18 Dicembre 2020

L’uso di plastica tradizionale sui terreni agricoli riduce del 15% il rendimento delle colture. Guerrini (Novamont): per tutelare il suolo europeo serve una nuova agricoltura circolare. Con le plastiche di origine biologica protagoniste

 

di Matteo Cavallito

Ascolta “Agricoltura circolare e plastiche bio per ripristinare il suolo” su Spreaker.

Il futuro dell’agricoltura europea sarà circolare. Lo impone lo logica e lo pretende, ovviamente, la ratio delle politiche pubbliche destinate a disciplinare il settore. Ma per tradurre il principio in soluzioni concrete occorre puntare prima di tutto su materiali sostenibili a partire dalle plastiche biodegradabili. Lo ha sostenuto Sara Guerrini, Agriculture Sales Specialist presso Novamont, in occasione di un webinar online organizzato da Kyoto Club, L’evento, svoltosi ieri, è parte di un ciclo sul tema de “La PAC per l’ambiente, il cambiamento climatico e la protezione del suolo”.

La politica agricola per un suolo a rischio

Già, il suolo europeo. Un risorsa a forte rischio, ricorda la Guerrini citando i dati più recenti.
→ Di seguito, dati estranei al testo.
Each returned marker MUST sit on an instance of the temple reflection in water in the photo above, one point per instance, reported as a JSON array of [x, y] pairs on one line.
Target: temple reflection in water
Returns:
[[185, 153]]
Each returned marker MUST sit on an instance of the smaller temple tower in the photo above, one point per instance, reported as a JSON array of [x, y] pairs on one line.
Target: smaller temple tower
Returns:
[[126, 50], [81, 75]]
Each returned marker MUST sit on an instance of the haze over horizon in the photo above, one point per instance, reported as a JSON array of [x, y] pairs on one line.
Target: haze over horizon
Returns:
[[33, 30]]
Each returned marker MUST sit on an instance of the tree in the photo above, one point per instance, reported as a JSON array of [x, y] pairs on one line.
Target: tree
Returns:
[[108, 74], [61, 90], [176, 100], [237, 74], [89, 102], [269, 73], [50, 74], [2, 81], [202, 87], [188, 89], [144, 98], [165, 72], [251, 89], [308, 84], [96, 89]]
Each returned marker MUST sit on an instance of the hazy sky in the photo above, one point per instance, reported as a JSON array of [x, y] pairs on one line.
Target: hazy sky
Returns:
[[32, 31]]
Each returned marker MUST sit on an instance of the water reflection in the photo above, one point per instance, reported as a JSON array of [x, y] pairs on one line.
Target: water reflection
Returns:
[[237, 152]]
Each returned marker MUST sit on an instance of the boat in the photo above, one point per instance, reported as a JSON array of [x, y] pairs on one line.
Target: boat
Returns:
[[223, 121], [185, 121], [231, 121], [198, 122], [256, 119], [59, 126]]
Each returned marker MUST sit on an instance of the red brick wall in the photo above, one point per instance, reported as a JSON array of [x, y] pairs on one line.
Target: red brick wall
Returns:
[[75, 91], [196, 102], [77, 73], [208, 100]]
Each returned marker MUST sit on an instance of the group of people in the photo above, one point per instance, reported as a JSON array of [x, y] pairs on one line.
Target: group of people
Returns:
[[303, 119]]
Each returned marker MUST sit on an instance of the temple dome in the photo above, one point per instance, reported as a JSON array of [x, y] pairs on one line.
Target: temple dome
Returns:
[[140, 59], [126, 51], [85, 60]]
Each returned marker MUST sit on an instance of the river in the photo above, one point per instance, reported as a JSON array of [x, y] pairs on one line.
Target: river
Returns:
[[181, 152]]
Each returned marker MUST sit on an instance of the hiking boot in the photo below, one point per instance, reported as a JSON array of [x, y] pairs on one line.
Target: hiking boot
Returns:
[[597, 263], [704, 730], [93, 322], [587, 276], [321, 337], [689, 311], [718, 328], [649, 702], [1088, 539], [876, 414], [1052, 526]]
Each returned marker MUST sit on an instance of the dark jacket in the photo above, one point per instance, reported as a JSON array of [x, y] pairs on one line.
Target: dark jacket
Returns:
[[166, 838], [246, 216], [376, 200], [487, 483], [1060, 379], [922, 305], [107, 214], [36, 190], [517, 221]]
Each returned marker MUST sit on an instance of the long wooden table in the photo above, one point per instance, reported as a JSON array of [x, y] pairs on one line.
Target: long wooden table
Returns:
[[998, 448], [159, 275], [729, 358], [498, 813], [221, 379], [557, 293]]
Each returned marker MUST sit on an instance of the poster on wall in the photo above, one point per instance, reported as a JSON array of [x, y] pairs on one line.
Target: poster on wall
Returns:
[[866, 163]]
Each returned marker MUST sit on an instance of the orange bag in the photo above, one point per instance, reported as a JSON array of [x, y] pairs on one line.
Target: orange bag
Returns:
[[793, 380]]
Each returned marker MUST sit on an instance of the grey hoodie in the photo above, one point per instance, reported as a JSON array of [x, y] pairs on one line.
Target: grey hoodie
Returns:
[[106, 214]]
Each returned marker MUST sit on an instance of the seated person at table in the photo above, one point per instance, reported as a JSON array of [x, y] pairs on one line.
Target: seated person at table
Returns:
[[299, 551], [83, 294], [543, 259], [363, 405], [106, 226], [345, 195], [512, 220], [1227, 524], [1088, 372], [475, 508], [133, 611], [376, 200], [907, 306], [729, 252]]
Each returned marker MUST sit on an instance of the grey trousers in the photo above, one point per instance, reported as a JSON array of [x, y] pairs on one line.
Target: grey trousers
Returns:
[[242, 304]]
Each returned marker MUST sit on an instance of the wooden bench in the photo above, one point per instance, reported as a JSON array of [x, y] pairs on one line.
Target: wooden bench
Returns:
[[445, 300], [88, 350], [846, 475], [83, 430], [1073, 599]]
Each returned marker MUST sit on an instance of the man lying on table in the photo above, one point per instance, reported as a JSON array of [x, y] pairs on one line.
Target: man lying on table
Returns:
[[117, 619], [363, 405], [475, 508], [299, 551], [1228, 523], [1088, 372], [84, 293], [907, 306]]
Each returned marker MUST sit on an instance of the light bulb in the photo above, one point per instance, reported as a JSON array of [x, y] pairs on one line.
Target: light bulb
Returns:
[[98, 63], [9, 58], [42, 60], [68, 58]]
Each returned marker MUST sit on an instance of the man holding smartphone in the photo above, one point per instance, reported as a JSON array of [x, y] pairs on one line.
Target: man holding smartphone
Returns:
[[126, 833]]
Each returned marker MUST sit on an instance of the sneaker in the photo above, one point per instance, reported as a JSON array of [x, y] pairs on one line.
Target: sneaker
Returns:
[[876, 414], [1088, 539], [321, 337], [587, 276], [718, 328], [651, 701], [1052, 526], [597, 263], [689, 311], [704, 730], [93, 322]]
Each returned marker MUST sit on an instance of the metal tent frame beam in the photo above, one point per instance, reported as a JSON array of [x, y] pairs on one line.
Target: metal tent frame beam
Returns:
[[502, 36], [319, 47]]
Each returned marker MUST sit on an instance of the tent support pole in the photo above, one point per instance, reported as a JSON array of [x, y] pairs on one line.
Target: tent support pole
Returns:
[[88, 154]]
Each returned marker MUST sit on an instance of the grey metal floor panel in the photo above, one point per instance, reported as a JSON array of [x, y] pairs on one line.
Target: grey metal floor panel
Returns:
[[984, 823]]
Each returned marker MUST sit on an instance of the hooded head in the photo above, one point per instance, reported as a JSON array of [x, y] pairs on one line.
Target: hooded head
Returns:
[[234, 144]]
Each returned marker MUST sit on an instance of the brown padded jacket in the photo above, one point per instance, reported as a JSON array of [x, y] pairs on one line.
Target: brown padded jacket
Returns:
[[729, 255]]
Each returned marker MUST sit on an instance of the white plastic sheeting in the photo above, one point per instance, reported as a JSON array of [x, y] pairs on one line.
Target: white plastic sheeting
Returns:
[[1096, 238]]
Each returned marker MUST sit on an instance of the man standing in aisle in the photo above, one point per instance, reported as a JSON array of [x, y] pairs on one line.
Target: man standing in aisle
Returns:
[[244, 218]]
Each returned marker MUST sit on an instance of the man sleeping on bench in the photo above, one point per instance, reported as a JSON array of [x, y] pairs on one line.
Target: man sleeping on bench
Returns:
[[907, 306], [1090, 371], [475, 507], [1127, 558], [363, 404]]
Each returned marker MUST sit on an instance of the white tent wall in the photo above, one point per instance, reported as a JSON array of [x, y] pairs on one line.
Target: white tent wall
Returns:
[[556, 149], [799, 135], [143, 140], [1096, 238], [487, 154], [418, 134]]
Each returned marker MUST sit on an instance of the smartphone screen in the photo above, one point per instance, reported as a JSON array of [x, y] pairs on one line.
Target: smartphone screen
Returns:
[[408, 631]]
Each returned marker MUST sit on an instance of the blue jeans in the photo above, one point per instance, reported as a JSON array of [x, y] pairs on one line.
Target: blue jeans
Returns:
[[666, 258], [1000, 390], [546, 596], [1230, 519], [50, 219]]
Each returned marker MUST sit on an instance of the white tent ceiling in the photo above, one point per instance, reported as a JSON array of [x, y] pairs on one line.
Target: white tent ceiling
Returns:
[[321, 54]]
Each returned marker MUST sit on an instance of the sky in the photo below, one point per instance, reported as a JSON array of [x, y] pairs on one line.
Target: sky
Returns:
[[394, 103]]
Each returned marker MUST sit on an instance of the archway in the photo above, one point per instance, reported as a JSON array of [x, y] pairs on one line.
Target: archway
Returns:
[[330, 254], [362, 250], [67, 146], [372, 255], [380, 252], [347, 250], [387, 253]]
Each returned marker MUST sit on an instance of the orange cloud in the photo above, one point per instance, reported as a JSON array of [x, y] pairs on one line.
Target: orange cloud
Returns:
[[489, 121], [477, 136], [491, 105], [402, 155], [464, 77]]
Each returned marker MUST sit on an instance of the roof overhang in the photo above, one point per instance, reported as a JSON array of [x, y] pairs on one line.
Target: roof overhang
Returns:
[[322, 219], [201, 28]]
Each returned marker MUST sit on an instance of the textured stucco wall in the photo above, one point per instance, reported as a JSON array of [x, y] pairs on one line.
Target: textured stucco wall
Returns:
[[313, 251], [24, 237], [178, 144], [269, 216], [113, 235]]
Oggi il 20% dei terreni Ue è soggetto a erosione mentre nel sud del Continente il 25% dei suoli è a rischio desertificazione. A conti fatti, l’ammontare di terra produttiva in Europa si riduce al ritmo di mille km quadrati all’anno. Non sorprende che in questo contesto la Politica Agricola Comune (PAC) abbia un peso centrale. Le iniziative condotte in tal senso fanno leva anche sul sostegno all’impiego di materiale biodegradabile con l’obiettivo di ridurre l’uso delle plastiche tradizionali in agricoltura.

Suolo europeo: allarme plastica. Immagine: dalla presentazione di Sara Guerrini (Novamont), “La PAC per l’ambiente, il cambiamento climatico e la protezione del suolo”, Kyoto Club, 17 dicembre 2020.

Suolo europeo: allarme plastica. Immagine: dalla presentazione di Sara Guerrini (Novamont), “La PAC per l’ambiente, il cambiamento climatico e la protezione del suolo”, Kyoto Club, 17 dicembre 2020.

Un suolo invaso dalle plastiche

I numeri, d’altra parte non mentono. Secondo diverse stime, a partire da quella della Commissione UE, il 5% dei rifiuti plastici è costituito in Europa da materiale usato in agricoltura il cui impiego – sottolinea Guerrini – riduce del 15% il rendimento delle colture. A preoccupare sono le microplastiche che invadono i terreni continentali al ritmo di 15mila tonnellate all’anno. Così come il materiale di grande dimensione che raggiunge in questo senso quota 76mila. Nella categoria si collocano i teli pacciamanti usati per coprire e proteggere i terreni ma assai difficili da smaltire. Si ritiene che ad oggi il 30% di questi ultimi rimanga sui terreni dopo la fine del suo ciclo vitale.

I vantaggi delle plastiche biodegrabili. Immagine: dalla presentazione di Sara Guerrini (Novamont), “La PAC per l’ambiente, il cambiamento climatico e la protezione del suolo”, Kyoto Club, 17 dicembre 2020.

I vantaggi delle plastiche biodegradabili. Immagine: dalla presentazione di Sara Guerrini (Novamont), “La PAC per l’ambiente, il cambiamento climatico e la protezione del suolo”, Kyoto Club, 17 dicembre 2020.

Le bioplastiche? Utili e coerenti

Attualmente i teli biodegradabili rappresentano appena il 5% del totale (per un peso complessivo di 4mila tonnellate). I margini di crescita, insomma, ci sono tutti e la logica, manco a dirlo, è decisamente stringente. Il crescente uso della plastica di origine vegetale ridurrebbe la contaminazione dei terreni e delle acque senza pesare sulle discariche. L’impiego di materiale biodegradabile, inoltre, è perfettamente coerente con le ambizioni di sviluppo della bioeconomia circolare, altro elemento cardine del Green Deal e delle altre strategie correlate.

Infine gli Obiettivi di Sviluppo Sostenibile (SDGs). La scelta del biodegradabile – sostiene ancora Guerrini – inciderebbe positivamente su almeno otto diverse categorie contenute nell’elenco delle aree chiave individuate dall’Onu. Tra cui sicurezza alimentare, crescita economica sostenibile e lotta al cambiamento climatico.